While we at NASAA are pleased with this funding level, the condensed timetable in which Congress is moving this year does not provide much time to celebrate. On Tuesday, President Obama delivered his fifth State of the Union address to Congress. While he did not discuss arts initiatives directly, the president, clearly frustrated by the opposition he has faced in Congress, promised that 2014 would be “a year of action.” To demonstrate this point, he said that while he plans to work with Congress, he will, whenever possible, employ his existing authority as president and use executive orders to direct federal policy. As the administration looks for opportunities to employ this new mandate, NASAA will look for ways to work with state arts agencies to influence federal policy.

Work related to the FY2015 federal budget is already under way. The White House has announced that the president’s budget recommendations will be released on March 4. In addition to the overall funding level for the NEA, NASAA will be watching the budget closely to see whether the president has indicated a willingness to consider arts programs under STEM (science, technology, engineering and math) funding.

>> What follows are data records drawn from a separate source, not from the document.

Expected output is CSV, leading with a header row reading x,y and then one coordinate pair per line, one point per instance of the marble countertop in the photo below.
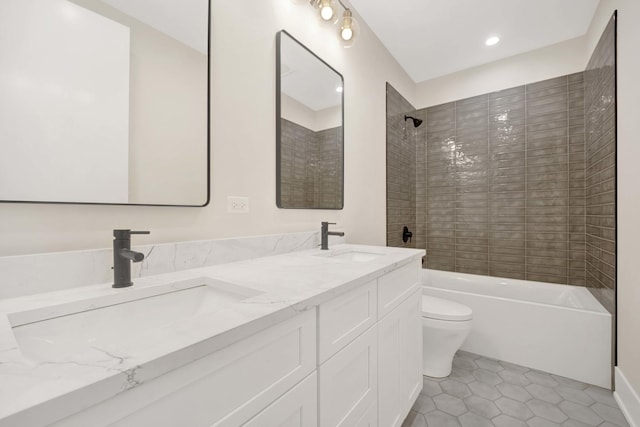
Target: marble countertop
x,y
285,285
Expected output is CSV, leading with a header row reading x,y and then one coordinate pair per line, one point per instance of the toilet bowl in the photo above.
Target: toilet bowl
x,y
445,326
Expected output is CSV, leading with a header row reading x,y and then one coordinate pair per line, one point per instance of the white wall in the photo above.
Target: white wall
x,y
243,144
557,60
299,113
628,190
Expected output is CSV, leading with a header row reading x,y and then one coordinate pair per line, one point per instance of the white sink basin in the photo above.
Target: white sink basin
x,y
121,323
351,256
357,256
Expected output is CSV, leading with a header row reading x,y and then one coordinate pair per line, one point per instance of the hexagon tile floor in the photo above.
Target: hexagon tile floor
x,y
483,392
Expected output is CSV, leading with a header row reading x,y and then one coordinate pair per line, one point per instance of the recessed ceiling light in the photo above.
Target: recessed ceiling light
x,y
492,40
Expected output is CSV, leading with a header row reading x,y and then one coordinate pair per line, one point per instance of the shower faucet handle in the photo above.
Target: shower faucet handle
x,y
406,234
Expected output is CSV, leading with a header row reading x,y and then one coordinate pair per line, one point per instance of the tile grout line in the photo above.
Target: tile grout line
x,y
526,184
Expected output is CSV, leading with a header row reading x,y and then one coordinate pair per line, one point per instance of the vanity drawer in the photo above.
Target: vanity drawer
x,y
343,318
396,286
226,388
297,408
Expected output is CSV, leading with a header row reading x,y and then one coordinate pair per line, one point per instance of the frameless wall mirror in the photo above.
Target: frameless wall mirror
x,y
104,102
309,123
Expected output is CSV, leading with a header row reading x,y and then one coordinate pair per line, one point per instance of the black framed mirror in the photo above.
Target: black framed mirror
x,y
105,102
309,129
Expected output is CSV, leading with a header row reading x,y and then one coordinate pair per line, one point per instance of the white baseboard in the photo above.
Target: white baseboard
x,y
627,399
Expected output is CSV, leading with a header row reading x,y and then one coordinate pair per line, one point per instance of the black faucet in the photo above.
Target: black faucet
x,y
325,233
122,255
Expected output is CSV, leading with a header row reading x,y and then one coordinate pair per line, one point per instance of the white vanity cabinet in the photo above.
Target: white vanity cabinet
x,y
370,352
352,361
297,408
226,388
399,361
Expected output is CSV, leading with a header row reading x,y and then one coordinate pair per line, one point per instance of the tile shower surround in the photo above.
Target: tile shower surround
x,y
600,116
311,167
404,207
505,183
518,183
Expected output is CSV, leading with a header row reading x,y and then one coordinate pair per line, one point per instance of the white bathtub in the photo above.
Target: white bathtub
x,y
553,328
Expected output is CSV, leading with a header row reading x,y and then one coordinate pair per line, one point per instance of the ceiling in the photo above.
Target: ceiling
x,y
432,38
306,78
186,21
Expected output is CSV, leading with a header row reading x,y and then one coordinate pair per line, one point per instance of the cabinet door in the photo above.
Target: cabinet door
x,y
226,388
297,408
344,318
399,361
348,382
396,286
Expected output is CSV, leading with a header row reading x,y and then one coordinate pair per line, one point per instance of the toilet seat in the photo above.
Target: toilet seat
x,y
442,309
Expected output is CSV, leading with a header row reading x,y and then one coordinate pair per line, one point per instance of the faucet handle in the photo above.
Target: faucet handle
x,y
126,234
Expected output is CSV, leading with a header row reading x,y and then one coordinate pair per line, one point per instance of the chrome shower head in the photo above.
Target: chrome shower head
x,y
416,122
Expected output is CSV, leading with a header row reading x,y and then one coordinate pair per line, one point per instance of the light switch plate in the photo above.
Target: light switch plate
x,y
237,204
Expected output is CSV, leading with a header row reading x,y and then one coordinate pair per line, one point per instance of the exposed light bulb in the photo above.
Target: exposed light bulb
x,y
346,30
492,41
347,33
326,10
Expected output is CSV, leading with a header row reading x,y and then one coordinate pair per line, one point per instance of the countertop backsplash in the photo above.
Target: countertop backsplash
x,y
32,274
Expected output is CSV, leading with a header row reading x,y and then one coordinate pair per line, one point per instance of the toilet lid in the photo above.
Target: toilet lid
x,y
442,309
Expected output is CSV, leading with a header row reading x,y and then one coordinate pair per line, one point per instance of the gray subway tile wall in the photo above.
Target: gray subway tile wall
x,y
600,124
518,183
310,167
402,150
505,183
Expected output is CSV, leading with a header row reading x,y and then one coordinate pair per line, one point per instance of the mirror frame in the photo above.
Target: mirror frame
x,y
208,193
279,126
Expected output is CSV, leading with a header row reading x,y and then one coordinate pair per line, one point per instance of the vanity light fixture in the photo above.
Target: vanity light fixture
x,y
327,9
349,28
493,40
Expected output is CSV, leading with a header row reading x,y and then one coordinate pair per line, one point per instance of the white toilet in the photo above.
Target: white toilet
x,y
445,326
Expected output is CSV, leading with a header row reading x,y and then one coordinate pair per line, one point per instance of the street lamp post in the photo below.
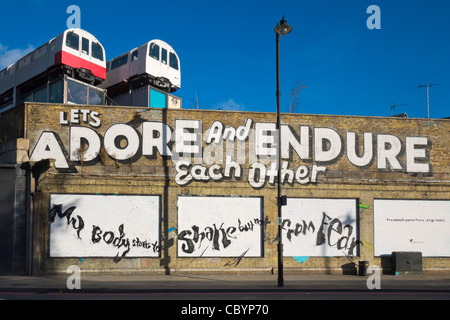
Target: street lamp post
x,y
281,29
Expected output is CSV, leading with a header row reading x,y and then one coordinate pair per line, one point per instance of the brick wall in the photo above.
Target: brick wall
x,y
134,166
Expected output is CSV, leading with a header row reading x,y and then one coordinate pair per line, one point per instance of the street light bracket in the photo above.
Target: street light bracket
x,y
283,28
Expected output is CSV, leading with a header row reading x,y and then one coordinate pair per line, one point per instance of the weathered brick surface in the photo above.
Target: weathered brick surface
x,y
145,175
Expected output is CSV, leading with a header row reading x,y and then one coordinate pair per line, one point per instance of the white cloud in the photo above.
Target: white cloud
x,y
230,105
9,56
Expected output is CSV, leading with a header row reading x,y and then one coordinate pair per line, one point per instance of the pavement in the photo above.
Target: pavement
x,y
93,282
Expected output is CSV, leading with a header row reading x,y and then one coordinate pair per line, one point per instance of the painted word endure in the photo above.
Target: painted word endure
x,y
209,155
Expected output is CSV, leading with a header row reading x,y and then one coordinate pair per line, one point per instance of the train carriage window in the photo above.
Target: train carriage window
x,y
96,97
173,61
119,62
56,91
72,41
85,45
154,51
76,93
134,55
163,55
97,51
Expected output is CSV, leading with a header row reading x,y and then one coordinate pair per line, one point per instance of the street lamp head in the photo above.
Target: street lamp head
x,y
283,28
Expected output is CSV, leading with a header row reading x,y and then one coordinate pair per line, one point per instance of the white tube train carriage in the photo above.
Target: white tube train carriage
x,y
75,53
154,63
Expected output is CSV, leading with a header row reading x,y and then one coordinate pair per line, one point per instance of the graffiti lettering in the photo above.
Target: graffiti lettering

Another important matter to monitor over the next few weeks will be negotiations relating to the federal debt ceiling. You may recall that a standoff over whether to raise the debt ceiling in 2011 led to the creation of the sequester, which continues to hinder federal spending. The Treasury Department expects to run out of borrowing authority later this month, so discussions over whether and how to extend the limit should pick up in earnest soon. NASAA will be watching these talks attentively, as any compromise that further reduces federal spending could once again hinder the NEA.